Microscopic quantum theory of nonlinear absorption of strong electromagnetic radiation in doped graphene

TL;DR

This paper develops a microscopic quantum model for nonlinear absorption of strong terahertz electromagnetic radiation in doped graphene, focusing on Dirac fermions interacting with impurity Coulomb fields.

Contribution

It introduces an analytical solution to the density matrix for 2D Dirac particles under strong electromagnetic fields, enabling calculation of nonlinear absorption rates in doped graphene.

Findings

Efficient nonlinear absorption coefficient achievable in doped graphene.

Analytical solution for the density matrix in the presence of strong fields.

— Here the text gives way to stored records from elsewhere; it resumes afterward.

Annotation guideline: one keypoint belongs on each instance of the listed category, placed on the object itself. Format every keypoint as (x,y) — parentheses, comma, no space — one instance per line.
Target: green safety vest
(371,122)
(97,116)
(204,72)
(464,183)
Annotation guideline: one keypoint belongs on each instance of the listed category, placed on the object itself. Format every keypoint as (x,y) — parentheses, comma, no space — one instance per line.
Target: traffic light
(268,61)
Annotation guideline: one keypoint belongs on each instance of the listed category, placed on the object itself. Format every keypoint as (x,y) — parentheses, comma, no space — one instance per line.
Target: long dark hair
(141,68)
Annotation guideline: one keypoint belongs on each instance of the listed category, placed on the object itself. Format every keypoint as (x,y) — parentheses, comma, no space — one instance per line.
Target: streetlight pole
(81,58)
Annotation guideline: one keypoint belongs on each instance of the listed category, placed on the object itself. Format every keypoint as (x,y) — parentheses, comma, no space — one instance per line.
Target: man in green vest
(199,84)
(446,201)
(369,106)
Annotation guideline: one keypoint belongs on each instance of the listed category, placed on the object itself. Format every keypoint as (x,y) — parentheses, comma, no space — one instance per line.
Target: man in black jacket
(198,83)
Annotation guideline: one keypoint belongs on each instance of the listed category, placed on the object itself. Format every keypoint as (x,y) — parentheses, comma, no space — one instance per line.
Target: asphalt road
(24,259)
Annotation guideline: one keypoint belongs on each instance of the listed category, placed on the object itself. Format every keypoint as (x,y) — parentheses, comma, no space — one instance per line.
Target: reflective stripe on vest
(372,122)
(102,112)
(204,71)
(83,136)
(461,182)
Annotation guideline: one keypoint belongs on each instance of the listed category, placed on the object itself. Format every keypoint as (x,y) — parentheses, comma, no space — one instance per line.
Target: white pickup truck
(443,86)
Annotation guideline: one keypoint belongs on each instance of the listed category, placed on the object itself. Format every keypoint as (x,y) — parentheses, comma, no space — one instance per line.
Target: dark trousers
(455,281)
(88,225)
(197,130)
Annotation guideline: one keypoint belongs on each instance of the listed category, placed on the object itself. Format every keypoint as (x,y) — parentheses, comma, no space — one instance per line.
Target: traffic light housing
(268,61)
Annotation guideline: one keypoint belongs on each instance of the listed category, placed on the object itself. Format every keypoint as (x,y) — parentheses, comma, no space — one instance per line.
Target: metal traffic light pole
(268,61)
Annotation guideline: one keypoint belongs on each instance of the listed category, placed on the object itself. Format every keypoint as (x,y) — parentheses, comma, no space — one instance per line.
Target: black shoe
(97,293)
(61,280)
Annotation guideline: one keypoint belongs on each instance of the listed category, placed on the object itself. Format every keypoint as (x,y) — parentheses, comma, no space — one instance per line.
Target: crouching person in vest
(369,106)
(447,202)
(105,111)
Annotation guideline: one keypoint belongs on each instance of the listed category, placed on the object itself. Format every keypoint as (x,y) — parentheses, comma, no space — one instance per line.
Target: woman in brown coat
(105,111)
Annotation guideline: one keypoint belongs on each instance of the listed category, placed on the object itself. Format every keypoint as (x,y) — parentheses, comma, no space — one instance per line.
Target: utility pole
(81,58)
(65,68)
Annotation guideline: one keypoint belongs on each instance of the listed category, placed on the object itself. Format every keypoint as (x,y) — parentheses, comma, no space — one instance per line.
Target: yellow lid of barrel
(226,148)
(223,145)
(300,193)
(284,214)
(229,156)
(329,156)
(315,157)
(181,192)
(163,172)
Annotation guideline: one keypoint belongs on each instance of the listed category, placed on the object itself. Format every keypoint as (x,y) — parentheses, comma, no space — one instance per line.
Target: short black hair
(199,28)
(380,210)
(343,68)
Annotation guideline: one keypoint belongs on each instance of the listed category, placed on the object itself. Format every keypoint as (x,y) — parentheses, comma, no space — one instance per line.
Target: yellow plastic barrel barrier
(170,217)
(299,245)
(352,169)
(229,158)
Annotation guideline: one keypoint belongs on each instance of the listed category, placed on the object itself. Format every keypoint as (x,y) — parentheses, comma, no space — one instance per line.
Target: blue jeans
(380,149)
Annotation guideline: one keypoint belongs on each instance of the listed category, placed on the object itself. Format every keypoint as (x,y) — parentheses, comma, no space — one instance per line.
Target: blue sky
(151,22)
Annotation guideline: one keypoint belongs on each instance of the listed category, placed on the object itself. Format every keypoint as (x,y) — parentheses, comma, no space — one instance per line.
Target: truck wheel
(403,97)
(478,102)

Nonlinear inverse-bremsstrahlung absorption rate derived for Dirac fermions.

Abstract

Microscopic quantum theory of nonlinear stimulated scattering of 2D Dirac particles in doped graphene on Coulomb field of impurity ions at the presence of an external strong coherent electromagnetic radiation is developed. We consider high Fermi energies and low frequencies (actually terahertz radiation) to exclude the valence electrons excitations. The Liouville-von Neumann equation for the density matrix is solved analytically, taking into account the interaction of electrons with the scattering potential in the Born approximation. With the help of this solution, the nonlinear inverse-bremsstrahlung absorption rate for a grand canonical ensemble of 2D Dirac fermions is calculated. It is shown that one can achieve the efficient absorption coefficient by this mechanism.